Wayland extended his hand impulsively. "Of course I'll stay. I never really thought of leaving." In the grip of McFarlane's hand was something warm and tender.

He rose. "I'm terribly obliged," he said; "but we mustn't let her suspect for a minute that we've been discussing her. She hates being pitied or helped."

"She shall not experience a moment's uneasiness that I can prevent,"

replied the youth; and at the moment he meant it.

Berrie could not be entirely deceived. She read in her father's face a subtle change of line which she related to something Wayland had said.

"Did he tell you what was in the telegram? Has he got to go away?" she asked, anxiously.

"Yes, he said it was from his father."

"What does his father want of him?"

"He's on his way to California and wants Wayland to go with him; but Wayland says he's not going."

A pang shot through Berrie's heart. "He mustn't go--he isn't able to go,"

she exclaimed, and her pain, her fear, came out in her sharpened, constricted tone. "I won't let him go--till he's well."

Mrs. McFarlane gently interposed. "He'll have to go, honey, if his father needs him."

"Let his father come here." She rose, and, going to his door, decisively knocked. "May I come in?" she demanded, rather than asked, before her mother could protest. "I must see you."

Wayland opened the door, and she entered, leaving her parents facing each other in mute helplessness.

Mrs. McFarlane turned toward her husband with a face of despair. "She's ours no longer, Joe. Our time of bereavement has come."

He took her in his arms. "There, there, mother. Don't cry. It can't be helped. You cut loose from your parents and came to me in just the same way. Our daughter's a grown woman, and must have her own life. All we can do is to defend her against the coyotes who are busy with her name."
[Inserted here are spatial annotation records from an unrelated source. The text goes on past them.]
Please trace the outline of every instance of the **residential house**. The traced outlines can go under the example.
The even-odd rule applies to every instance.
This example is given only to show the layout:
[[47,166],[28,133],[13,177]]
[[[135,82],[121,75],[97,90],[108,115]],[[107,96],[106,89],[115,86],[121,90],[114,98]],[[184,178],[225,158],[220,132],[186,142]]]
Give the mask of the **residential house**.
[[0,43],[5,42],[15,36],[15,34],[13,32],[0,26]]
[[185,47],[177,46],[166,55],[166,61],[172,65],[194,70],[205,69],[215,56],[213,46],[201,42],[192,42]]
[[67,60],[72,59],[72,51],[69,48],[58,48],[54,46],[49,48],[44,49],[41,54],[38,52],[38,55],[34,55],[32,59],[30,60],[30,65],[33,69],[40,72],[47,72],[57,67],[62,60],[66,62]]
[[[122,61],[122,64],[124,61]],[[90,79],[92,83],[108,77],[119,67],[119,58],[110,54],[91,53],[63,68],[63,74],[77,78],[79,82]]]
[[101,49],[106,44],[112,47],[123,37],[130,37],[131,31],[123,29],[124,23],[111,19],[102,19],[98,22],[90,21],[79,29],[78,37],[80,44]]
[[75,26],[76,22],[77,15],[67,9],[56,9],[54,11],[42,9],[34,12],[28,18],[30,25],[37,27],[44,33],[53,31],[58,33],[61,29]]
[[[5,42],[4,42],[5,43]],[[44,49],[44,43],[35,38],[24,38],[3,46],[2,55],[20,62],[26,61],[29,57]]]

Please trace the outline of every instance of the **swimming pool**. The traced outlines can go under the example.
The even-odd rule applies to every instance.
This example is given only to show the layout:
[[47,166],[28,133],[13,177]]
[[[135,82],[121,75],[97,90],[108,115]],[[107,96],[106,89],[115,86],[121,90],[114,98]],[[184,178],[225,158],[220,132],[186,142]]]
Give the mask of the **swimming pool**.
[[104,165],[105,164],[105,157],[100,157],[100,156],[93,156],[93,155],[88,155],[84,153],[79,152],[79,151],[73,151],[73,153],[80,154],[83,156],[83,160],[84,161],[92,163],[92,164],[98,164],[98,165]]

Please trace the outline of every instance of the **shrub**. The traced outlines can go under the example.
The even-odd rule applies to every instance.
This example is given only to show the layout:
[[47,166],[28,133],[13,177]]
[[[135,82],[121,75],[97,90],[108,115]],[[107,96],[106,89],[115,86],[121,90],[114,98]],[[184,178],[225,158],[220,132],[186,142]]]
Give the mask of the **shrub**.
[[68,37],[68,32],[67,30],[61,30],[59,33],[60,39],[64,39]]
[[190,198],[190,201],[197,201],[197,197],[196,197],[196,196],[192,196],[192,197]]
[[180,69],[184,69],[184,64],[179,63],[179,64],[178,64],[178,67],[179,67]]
"But what of _him_, Joe; he don't care for her as she does for him--can't you see that?"

"He'll do the right thing, mother; he told me he would. He knows how much depends on his staying here now, and he intends to do it."

"But in the end, Joe, after this scandal is lived down, can he--will he--marry her? And if he marries her can they live together and be happy?

His way of life is so different. He can't content himself here, and she can't fit in where he belongs. It all seems hopeless to me. Wouldn't it be better for her to suffer for a little while now than to make a mistake that may last a lifetime?"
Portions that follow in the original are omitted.